Statistical power is inherently a pre-data probability. It does not use any of the data from a controlled experiment. As result, the power level for any hypothetical true effect can be computed before any data has been gathered.
Maybe the term “post hoc power analysis” has some merit in that it is a power analysis performed after the fact on the timeline, but given the other possible meanings just calling it a “power analysis” would avoid many of the problems and misunderstandings associated with attaching a “post hoc” or “retrospective” qualifier to “power”.
Takeaways
All possible justifications for the use of observed power rest on unsound arguments and stem from misunderstanding of one or more statistical concepts.
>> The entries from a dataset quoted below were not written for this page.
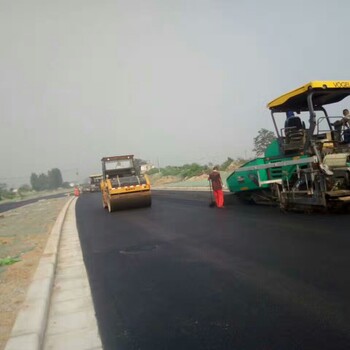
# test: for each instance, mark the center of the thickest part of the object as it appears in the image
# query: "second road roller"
(122, 185)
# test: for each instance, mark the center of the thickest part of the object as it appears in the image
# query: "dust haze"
(170, 81)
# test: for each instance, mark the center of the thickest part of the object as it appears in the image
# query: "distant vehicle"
(95, 183)
(308, 166)
(122, 185)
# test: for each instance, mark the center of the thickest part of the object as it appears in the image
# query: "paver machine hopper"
(123, 186)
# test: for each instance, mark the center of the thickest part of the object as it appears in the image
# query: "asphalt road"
(12, 205)
(181, 275)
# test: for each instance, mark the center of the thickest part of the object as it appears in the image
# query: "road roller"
(307, 167)
(122, 185)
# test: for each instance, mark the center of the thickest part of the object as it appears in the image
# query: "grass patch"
(9, 260)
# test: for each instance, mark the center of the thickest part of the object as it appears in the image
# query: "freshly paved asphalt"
(12, 205)
(181, 275)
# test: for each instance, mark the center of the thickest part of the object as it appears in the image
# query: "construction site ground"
(23, 235)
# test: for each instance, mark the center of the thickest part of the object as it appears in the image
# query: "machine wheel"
(110, 206)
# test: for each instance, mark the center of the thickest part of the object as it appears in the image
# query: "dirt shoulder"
(23, 234)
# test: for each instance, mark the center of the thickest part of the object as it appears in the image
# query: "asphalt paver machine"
(307, 167)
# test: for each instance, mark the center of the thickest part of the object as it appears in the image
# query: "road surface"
(181, 275)
(12, 205)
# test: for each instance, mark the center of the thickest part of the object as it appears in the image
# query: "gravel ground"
(23, 234)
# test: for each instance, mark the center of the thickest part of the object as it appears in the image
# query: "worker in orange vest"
(76, 191)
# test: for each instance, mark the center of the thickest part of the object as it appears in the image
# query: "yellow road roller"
(123, 186)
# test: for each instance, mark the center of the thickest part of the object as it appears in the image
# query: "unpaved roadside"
(23, 234)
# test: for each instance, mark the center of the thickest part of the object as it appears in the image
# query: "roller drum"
(130, 200)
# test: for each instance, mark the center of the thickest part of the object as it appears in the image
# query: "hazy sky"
(176, 80)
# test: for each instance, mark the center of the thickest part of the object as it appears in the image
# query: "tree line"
(261, 141)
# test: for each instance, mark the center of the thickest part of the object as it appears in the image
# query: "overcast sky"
(176, 80)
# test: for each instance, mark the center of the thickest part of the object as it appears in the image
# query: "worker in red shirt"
(216, 184)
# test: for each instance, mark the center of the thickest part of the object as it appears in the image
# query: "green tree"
(226, 163)
(43, 182)
(264, 138)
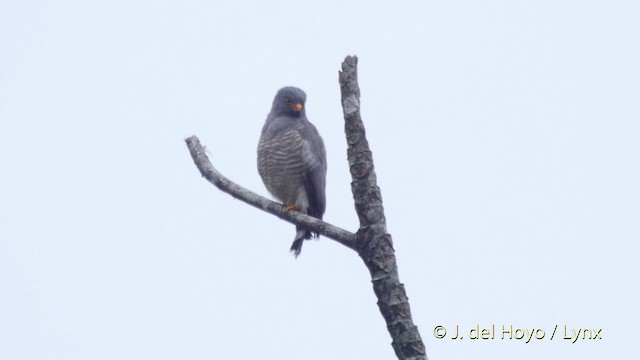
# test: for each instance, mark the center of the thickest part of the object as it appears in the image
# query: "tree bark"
(371, 241)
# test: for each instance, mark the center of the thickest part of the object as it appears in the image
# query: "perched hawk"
(292, 160)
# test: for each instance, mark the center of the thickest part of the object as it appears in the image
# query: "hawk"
(292, 160)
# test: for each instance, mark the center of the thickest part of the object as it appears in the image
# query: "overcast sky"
(505, 136)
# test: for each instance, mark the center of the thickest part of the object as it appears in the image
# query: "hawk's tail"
(301, 235)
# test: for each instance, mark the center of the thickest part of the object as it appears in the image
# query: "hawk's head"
(289, 101)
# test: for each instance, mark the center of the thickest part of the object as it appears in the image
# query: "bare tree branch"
(210, 173)
(373, 243)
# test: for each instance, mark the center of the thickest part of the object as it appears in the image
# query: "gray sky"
(505, 138)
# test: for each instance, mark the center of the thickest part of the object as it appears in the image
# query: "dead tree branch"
(371, 241)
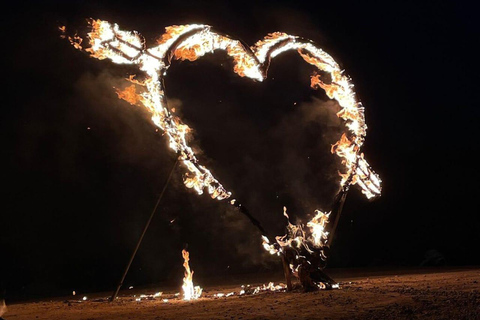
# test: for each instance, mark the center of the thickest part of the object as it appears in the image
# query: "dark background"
(83, 169)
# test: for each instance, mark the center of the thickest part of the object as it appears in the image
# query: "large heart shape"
(189, 42)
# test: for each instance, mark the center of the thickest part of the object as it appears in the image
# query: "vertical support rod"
(115, 294)
(288, 273)
(337, 210)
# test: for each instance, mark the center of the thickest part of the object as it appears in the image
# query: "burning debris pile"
(304, 249)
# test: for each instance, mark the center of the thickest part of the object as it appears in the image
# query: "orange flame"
(190, 292)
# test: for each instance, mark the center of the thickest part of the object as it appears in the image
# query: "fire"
(190, 292)
(190, 42)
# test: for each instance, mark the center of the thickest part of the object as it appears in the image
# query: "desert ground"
(439, 293)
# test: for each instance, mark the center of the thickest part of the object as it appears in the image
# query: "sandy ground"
(400, 294)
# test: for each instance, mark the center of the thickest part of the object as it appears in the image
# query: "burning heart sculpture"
(190, 42)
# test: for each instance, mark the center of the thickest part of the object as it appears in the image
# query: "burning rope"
(190, 42)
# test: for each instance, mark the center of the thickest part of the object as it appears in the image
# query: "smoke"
(269, 143)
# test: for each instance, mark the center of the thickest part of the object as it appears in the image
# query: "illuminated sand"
(401, 294)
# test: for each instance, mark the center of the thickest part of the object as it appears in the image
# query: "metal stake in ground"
(114, 296)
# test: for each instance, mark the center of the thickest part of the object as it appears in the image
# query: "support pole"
(337, 210)
(115, 294)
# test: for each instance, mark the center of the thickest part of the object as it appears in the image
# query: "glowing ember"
(190, 292)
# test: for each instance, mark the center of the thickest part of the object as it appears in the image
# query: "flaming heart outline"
(189, 42)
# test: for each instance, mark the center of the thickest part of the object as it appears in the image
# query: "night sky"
(84, 169)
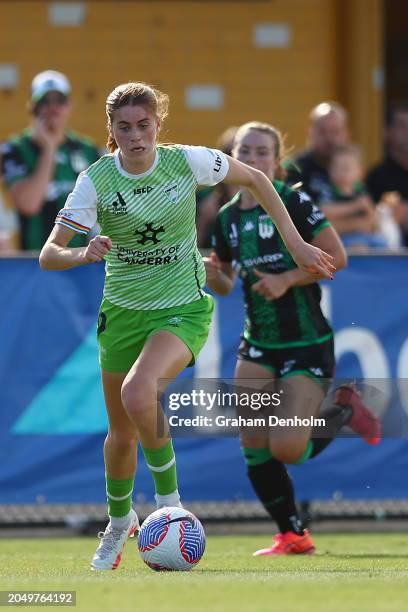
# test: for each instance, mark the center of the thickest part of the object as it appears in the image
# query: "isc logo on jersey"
(265, 227)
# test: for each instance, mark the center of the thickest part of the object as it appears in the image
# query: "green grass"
(351, 572)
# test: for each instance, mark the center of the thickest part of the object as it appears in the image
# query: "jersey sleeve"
(220, 243)
(13, 166)
(307, 217)
(209, 166)
(80, 212)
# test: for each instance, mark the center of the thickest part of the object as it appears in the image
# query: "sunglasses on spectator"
(56, 99)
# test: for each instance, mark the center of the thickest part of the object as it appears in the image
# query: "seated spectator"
(210, 199)
(40, 166)
(350, 210)
(388, 181)
(328, 129)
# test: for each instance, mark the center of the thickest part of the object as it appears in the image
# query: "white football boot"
(109, 552)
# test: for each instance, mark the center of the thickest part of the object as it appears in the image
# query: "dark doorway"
(396, 51)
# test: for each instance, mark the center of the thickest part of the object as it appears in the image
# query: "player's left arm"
(307, 256)
(274, 286)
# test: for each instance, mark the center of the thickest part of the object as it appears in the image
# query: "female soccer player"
(286, 336)
(155, 316)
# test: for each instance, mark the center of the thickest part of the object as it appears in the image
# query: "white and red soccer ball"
(171, 539)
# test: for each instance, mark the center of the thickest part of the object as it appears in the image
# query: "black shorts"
(314, 360)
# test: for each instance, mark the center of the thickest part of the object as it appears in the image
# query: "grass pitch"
(349, 572)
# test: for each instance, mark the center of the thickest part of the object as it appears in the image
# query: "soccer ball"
(171, 539)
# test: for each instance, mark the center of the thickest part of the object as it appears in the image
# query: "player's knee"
(137, 396)
(122, 440)
(288, 452)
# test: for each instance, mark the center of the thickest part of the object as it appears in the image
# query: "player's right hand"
(97, 249)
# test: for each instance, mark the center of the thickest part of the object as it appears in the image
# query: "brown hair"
(134, 94)
(276, 135)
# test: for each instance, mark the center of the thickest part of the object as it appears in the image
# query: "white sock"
(120, 522)
(172, 499)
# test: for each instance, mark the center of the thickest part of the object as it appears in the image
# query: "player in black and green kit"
(286, 335)
(40, 166)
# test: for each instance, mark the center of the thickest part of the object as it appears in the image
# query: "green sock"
(119, 494)
(162, 465)
(307, 453)
(256, 456)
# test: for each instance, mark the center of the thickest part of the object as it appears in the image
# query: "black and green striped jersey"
(248, 239)
(20, 159)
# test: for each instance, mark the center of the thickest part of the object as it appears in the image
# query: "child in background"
(351, 210)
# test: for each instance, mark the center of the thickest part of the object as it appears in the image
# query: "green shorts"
(122, 333)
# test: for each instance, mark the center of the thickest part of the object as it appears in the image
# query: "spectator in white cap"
(40, 165)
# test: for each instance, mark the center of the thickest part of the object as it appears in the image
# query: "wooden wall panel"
(174, 44)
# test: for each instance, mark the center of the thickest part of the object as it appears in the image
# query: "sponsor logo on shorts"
(265, 227)
(254, 353)
(316, 371)
(175, 321)
(287, 366)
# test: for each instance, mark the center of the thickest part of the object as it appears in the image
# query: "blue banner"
(53, 422)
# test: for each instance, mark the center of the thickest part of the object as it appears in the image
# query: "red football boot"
(289, 543)
(363, 421)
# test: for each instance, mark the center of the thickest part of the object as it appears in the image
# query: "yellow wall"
(174, 44)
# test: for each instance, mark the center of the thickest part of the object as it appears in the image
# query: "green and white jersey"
(150, 218)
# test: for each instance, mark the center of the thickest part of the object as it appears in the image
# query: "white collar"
(134, 176)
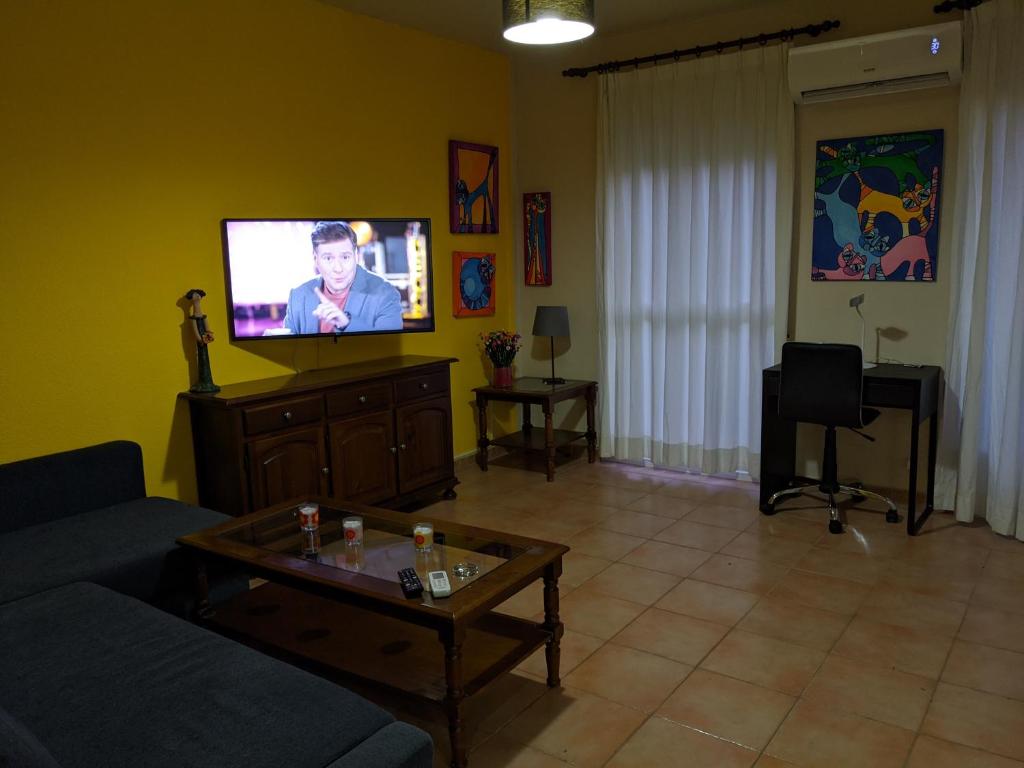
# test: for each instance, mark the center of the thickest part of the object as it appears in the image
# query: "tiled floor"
(700, 633)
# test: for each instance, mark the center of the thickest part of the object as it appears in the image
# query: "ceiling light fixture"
(547, 22)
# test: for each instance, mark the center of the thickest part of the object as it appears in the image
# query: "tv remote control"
(410, 583)
(439, 585)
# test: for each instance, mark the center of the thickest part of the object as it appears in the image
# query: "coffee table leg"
(454, 696)
(552, 623)
(482, 441)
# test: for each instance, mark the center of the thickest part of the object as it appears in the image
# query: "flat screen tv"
(304, 278)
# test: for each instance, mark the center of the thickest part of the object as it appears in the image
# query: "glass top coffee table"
(342, 611)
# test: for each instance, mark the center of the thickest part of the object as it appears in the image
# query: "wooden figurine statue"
(203, 338)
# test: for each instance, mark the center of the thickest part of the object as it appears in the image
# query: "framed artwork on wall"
(473, 284)
(472, 187)
(877, 208)
(537, 238)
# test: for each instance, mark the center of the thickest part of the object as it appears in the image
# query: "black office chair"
(822, 384)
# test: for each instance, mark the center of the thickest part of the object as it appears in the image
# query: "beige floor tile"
(764, 660)
(708, 601)
(574, 647)
(998, 594)
(668, 558)
(635, 523)
(767, 548)
(995, 628)
(664, 506)
(987, 669)
(671, 635)
(629, 677)
(884, 694)
(633, 583)
(788, 527)
(934, 753)
(659, 742)
(724, 517)
(816, 736)
(574, 726)
(816, 591)
(904, 608)
(796, 624)
(895, 647)
(578, 567)
(498, 752)
(752, 576)
(930, 581)
(842, 565)
(605, 544)
(1006, 565)
(738, 712)
(596, 614)
(687, 534)
(976, 719)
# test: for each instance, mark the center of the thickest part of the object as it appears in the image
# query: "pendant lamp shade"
(547, 22)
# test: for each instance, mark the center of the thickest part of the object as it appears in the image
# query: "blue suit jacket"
(373, 303)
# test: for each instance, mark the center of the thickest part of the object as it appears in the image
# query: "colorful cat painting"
(877, 208)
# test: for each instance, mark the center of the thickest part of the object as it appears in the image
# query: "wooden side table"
(530, 391)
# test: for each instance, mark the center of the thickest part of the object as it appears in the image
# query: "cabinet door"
(424, 431)
(363, 458)
(287, 466)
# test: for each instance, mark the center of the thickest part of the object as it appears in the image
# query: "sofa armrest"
(48, 487)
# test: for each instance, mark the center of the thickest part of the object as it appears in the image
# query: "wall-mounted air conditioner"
(922, 57)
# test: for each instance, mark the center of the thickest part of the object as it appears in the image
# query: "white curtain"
(983, 427)
(694, 209)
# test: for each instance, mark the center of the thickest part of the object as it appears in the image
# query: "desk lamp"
(552, 322)
(855, 302)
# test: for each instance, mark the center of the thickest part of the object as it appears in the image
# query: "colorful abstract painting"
(473, 289)
(537, 238)
(877, 208)
(472, 187)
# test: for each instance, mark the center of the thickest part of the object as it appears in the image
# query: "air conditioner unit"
(922, 57)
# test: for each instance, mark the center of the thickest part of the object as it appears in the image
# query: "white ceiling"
(479, 22)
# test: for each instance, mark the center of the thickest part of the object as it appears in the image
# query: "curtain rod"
(949, 5)
(812, 29)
To recap:
- High true power is not necessary for a test to be well-powered, and even if it were, observed power is not a good estimate of true power
- Neither the target power level nor the target MDE are thresholds to be met by any observed statistic (“observed” power or observed effect size respectively being the common choices)
- Non-significant outcomes always appear underpowered if the observed power level is compared to the target power level
- Requiring high post hoc power for significant outcomes is equivalent to drastically increasing the significance threshold of the test, and so is requiring the observed effect size to be greater than or equal to the target MDE (as the two are equivalent)
- Statistical power is a pre-test probability, regardless of when it is computed, and it does not use the test data
At best, observed power is unnecessary given a p-value has been calculated as it has direct functional relationship to it. Enter a p-value and a threshold and the post-hoc power calculator will output the observed power.
At worst, using observed power may lead to all kinds of issues, including:
- mislabeling well-powered tests as either underpowered or overpowered ones
- identifying trustworthy results as untrustworthy
- peeking through observed power, resulting in a significantly inflated type I error rate
- greatly raising the bar for significance in a non-obvious manner (when required with significant outcomes)
- unjustifiably extending the duration and increasing the sample sizes of A/B tests by orders of magnitude
Given the above, Deborah Mayo’s term “shpower” is spot on when describing observed power, defined as the level of statistical power to detect a true effect equal to the observed one. One should be able to guess what two words “shpower” is derived from, even if English is not your native language.
References
1 Hoenig, J. M., Heisey, D. M. (2001) “The abuse of power: The pervasive fallacy of power calculations for data analysis.” The American Statistician, 55, 19-24.
2 Lakens, D. (2014) “Observed power, and what to do if your editor asks for post-hoc power analyses”, online at https://daniellakens.blogspot.com/2014/12/observed-power-and-what-to-do-if-your.html
3 Zhang et al. (2019) “Post hoc power analysis: is it an informative and meaningful analysis?” General Psychiatry 32(4):e100069
4 Christogiannis et al. (2022) “The self-fulfilling prophecy of post-hoc power calculations” American Journal of Orthodontics and Dentofacial Orthopedics 161:315-7
5 Heckman, M.G., Davis III, J.M., Crowson, C.S. (2022) “Post Hoc Power Calculations: An Inappropriate Method for Interpreting the Findings of a Research Study” The Journal of Rheumatology 49(8), 867-870
6 Yuan, K.-H., Maxwell, S. (2005) “On the Post Hoc Power in Testing Mean Differences” Journal of Educational and Behavioral Statistics, 30(2), 141–167.